State regulators provide tax cuts to help legal cannabis growers
State regulators provide tax cuts to help legal cannabis growers 03:11

SAN FRANCISCO -- As California rolls out new tax cuts for legal marijuana growers to provide those who work in the industry relief, many claim the black market continues to make it difficult to survive in the business.

When California voters approved Prop 46 legalizing recreational marijuana, it came with a lot of promises. Unfortunately, some of those promises have brought the industry to near collapse.  

(credit: CBS2)

Those in the cannabis business have been pleading for tax reform to keep from going broke, but now that it has finally arrive, it's hard to find anybody who's satisfied with it.

"It is my goal to look at tax policy to stabilize the market.  At the same time, it's also my goal to get these municipalities to wake up to the opportunities to get rid of the illegal market," Governor Gavin Newsom explained when he announced reform plans at the beginning of the year.

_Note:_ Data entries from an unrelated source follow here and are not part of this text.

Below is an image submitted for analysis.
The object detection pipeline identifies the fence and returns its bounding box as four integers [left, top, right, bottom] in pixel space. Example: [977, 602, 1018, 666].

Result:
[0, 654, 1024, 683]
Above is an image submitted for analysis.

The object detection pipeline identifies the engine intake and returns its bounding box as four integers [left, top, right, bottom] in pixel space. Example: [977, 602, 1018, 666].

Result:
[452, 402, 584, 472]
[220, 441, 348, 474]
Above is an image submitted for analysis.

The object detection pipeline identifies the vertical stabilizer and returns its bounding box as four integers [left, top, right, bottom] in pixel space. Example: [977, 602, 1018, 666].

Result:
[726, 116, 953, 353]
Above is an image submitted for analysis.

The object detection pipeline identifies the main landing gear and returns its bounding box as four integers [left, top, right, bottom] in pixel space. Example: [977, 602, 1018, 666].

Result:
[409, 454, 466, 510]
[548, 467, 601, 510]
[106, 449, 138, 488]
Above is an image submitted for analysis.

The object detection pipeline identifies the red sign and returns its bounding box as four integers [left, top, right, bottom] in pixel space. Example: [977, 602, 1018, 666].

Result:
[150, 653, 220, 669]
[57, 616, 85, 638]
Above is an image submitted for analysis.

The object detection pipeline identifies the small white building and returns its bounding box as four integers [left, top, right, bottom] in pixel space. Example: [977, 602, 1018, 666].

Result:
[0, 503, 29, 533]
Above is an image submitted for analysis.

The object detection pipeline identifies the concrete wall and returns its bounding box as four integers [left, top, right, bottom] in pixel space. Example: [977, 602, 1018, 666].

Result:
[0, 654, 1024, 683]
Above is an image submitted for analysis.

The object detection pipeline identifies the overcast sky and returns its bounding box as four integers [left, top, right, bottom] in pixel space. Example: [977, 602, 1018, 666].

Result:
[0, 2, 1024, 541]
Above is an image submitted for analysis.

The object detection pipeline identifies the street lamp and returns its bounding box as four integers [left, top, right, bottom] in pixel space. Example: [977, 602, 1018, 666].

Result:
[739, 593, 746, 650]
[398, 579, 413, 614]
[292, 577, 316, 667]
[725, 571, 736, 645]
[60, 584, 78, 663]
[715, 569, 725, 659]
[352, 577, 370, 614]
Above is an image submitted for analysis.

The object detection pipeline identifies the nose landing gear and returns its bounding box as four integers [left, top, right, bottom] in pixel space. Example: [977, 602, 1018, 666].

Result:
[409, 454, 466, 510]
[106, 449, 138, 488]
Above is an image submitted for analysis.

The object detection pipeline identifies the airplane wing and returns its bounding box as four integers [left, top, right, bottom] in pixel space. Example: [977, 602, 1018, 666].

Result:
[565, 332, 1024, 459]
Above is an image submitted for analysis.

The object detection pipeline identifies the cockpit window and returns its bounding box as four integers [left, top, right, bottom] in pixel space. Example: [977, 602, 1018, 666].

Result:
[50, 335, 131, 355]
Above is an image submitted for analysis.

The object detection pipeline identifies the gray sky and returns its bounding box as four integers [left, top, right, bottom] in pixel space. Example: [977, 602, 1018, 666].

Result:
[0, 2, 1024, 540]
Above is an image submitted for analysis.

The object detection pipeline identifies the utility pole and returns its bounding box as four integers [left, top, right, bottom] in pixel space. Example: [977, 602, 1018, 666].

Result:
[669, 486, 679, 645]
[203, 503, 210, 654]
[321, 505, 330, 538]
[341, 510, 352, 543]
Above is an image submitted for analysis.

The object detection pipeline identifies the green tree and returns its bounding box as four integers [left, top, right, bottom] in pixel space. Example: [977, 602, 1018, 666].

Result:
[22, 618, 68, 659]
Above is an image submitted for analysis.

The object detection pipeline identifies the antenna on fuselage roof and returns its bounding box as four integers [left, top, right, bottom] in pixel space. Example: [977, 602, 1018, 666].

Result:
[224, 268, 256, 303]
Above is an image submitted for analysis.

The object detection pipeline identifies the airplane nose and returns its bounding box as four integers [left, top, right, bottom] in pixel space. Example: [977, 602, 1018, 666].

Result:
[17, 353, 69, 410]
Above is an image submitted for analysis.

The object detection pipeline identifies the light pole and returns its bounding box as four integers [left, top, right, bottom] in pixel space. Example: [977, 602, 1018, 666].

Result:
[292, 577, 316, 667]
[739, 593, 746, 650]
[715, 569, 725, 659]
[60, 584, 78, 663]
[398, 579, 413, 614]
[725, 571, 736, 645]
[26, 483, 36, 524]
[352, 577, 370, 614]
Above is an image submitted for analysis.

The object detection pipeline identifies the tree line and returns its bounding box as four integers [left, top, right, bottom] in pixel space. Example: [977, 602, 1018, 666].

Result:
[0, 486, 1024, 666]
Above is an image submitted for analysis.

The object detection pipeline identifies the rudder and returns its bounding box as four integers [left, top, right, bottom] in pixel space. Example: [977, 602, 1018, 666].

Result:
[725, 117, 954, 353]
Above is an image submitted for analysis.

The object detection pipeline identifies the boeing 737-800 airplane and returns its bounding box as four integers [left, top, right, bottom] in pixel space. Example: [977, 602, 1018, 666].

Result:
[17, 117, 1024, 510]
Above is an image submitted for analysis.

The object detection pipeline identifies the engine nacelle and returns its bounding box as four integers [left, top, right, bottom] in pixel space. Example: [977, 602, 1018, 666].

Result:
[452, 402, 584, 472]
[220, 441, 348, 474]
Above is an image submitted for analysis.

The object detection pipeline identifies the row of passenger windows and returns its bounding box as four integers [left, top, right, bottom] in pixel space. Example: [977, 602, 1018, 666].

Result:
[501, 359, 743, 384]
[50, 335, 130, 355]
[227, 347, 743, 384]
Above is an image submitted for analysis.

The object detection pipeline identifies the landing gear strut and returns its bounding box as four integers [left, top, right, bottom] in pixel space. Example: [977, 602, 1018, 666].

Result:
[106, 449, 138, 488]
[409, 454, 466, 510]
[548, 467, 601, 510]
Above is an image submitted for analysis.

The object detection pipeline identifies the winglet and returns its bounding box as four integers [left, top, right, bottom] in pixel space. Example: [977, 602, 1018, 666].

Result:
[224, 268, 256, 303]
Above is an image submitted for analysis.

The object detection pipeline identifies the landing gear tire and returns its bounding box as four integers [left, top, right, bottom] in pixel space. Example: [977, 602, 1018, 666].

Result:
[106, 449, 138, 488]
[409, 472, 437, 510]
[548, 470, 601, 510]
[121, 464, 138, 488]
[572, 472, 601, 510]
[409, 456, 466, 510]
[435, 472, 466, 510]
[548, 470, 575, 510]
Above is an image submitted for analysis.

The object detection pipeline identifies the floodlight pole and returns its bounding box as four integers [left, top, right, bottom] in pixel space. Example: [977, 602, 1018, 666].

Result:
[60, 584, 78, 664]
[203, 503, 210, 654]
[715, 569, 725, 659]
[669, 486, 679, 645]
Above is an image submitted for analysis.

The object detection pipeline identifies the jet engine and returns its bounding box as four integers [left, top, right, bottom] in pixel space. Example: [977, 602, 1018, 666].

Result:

It was a welcome relief to those in the cannabis industry.  But on Thursday, he signed a reform bill that probably didn't get the response he was hoping for.

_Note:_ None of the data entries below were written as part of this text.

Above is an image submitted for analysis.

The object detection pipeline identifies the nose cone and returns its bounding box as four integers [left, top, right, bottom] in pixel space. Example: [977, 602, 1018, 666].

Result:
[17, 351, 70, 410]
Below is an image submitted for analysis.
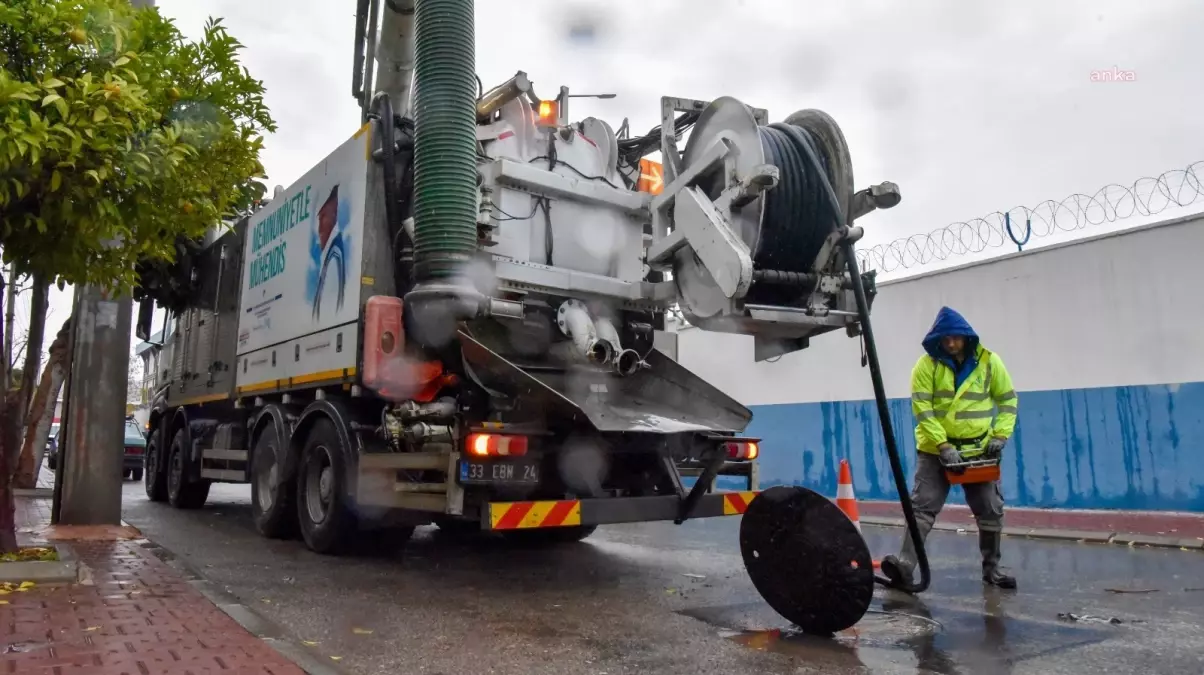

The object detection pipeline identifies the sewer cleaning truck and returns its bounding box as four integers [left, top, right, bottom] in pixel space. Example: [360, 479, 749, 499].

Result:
[137, 0, 927, 633]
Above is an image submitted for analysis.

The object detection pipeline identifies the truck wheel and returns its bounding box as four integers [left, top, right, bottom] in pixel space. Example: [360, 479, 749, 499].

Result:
[250, 425, 297, 539]
[296, 419, 360, 555]
[167, 430, 209, 509]
[142, 427, 167, 502]
[502, 525, 598, 546]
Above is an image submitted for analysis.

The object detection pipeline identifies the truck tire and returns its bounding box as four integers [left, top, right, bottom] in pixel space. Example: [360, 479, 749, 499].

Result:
[142, 427, 167, 502]
[502, 525, 598, 546]
[167, 430, 209, 509]
[250, 425, 297, 539]
[296, 418, 360, 555]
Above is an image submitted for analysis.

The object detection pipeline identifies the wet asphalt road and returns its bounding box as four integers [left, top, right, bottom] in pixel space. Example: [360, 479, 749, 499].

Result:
[124, 482, 1204, 675]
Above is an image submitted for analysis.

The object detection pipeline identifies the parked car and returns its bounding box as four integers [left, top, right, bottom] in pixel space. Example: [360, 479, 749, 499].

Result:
[46, 415, 147, 480]
[122, 415, 147, 480]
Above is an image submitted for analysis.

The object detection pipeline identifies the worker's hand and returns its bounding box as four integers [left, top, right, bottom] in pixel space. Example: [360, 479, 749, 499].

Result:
[940, 443, 966, 474]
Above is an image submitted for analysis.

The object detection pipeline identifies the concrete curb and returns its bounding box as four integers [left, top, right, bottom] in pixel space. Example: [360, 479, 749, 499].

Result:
[861, 516, 1204, 551]
[0, 541, 79, 584]
[138, 539, 352, 675]
[12, 487, 54, 499]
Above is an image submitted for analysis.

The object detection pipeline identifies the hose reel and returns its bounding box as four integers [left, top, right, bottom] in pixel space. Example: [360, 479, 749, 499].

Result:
[648, 97, 898, 360]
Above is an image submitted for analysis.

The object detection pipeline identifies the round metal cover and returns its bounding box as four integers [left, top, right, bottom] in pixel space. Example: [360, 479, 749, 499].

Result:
[673, 96, 765, 318]
[740, 487, 874, 635]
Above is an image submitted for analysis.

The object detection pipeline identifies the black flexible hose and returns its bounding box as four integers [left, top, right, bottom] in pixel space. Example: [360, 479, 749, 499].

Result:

"The people who are playing by the rules, honestly, are getting the "F" word.  They are getting messed up," said Reese Benton, owner of Posh Green Cannabis Boutique.

She opened her dispensary in San Francisco's Bayview District in 2017.  She says she's regretted the decision to operate legally ever since. Benton is supposed to pay an excise tax of 15 percent, but an invoice from her distributor shows she paid $600 on $2,300 worth of product. That's 26 percent.  

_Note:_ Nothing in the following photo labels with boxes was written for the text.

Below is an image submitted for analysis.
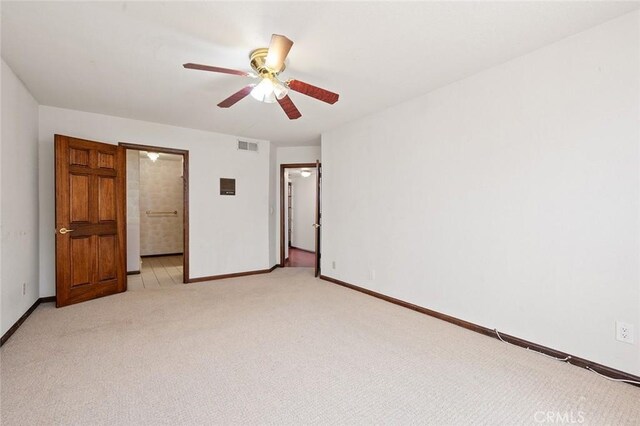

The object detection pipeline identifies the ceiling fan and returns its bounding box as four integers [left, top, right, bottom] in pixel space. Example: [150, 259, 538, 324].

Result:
[183, 34, 339, 120]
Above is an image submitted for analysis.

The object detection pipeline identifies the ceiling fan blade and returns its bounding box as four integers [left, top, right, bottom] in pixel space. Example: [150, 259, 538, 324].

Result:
[264, 34, 293, 72]
[218, 84, 254, 108]
[278, 95, 302, 120]
[287, 80, 340, 105]
[183, 63, 251, 77]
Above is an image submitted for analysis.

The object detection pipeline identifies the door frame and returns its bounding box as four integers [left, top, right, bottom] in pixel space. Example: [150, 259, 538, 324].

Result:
[118, 142, 189, 284]
[279, 162, 322, 268]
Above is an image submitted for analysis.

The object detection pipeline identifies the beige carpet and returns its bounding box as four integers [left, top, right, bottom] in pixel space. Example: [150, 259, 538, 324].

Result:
[0, 268, 640, 425]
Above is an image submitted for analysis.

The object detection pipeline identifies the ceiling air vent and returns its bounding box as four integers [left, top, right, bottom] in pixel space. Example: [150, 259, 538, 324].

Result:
[238, 141, 258, 152]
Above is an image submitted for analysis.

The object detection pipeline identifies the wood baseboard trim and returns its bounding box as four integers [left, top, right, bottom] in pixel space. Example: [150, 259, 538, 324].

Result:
[0, 296, 56, 346]
[320, 275, 640, 387]
[187, 265, 280, 283]
[287, 246, 316, 253]
[140, 253, 184, 259]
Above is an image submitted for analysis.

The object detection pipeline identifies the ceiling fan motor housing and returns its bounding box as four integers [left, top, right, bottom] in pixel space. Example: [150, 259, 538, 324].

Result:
[249, 47, 285, 78]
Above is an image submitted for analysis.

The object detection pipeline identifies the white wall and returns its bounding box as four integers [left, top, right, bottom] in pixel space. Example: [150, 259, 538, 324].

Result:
[272, 146, 321, 263]
[0, 60, 40, 334]
[322, 12, 640, 375]
[140, 155, 184, 256]
[39, 106, 272, 296]
[292, 172, 316, 251]
[127, 149, 140, 272]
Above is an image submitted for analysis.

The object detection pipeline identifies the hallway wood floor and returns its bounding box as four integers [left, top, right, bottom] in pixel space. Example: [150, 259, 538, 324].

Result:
[127, 255, 182, 290]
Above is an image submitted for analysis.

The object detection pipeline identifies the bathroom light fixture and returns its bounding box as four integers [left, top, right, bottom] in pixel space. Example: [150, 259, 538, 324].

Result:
[147, 152, 160, 163]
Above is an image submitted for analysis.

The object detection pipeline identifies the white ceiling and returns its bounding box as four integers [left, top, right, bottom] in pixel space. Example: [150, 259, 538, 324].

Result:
[1, 1, 638, 145]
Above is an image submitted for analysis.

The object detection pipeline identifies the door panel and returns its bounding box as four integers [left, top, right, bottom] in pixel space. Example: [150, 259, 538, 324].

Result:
[69, 174, 90, 224]
[98, 176, 116, 222]
[55, 135, 126, 307]
[98, 152, 115, 169]
[69, 237, 93, 287]
[98, 235, 118, 281]
[69, 148, 89, 167]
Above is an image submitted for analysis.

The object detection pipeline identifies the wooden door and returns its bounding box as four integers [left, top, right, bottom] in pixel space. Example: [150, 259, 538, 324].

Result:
[55, 135, 127, 307]
[313, 161, 322, 277]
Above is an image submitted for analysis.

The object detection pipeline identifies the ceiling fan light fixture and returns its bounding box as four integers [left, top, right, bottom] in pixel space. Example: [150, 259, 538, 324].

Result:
[251, 78, 289, 104]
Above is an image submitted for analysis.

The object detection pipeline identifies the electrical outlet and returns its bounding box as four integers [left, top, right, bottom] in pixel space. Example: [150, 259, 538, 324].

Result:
[616, 321, 634, 343]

Add the city's sales tax and her total rate is nearly 35 percent. The reform plan doesn't lower her tax rate at all; it simply collects the money directly from Benton instead of her distributor.  She isn't surprised her store is empty while the illegal market is thriving.

"When people tell us, 'Oh it's cheaper on the street,' what can I say as a retailer?  Because I know it is cheaper on the street. So I can't get mad when that's where they want to go spend their money," she said.

So where is the tax reduction for the industry?  The state has suspended a "cultivation tax" to growers of $161 per pound.  That number was set when the price of cannabis was near $1,500. Now it's selling for as low as $300 per pound, eating up more than half the product's value.  

Johnny Casali owns Huckleberry Hill Farm in Humboldt County.  He said he's grateful the tax has been stopped, but now the middlemen and retailers -- who are also hurting -- are already demanding he lower his price because of it.

"Between the two of them, that money will be split up and figured out and it won't ever go to the consumer. And it's not ever going to come to the farmer either," said Casali.

He said the real problem is that the state has issued too many cultivation permits, flooding the market and driving down the price. Casali explained that's why the taxes are so crippling to the industry.  

But while It may seem unfair, the idea of legalized cannabis was sold to the voters as a source of funding for public programs.  California Department of Cannabis Control Director Nicole Elliot said the state can't forget that funding commitment as they try to prop up the market.

"It's a balancing act, right? So I think what you see in this tax reform package are mechanisms by which the State is trying to continue to fulfill that promise," said Elliot.

Elliot said the sign of any good compromise is that no one walks away totally happy.  But right now, it seems like no one in California's cannabis industry, from the grower to the retailer, is feeling happy at all.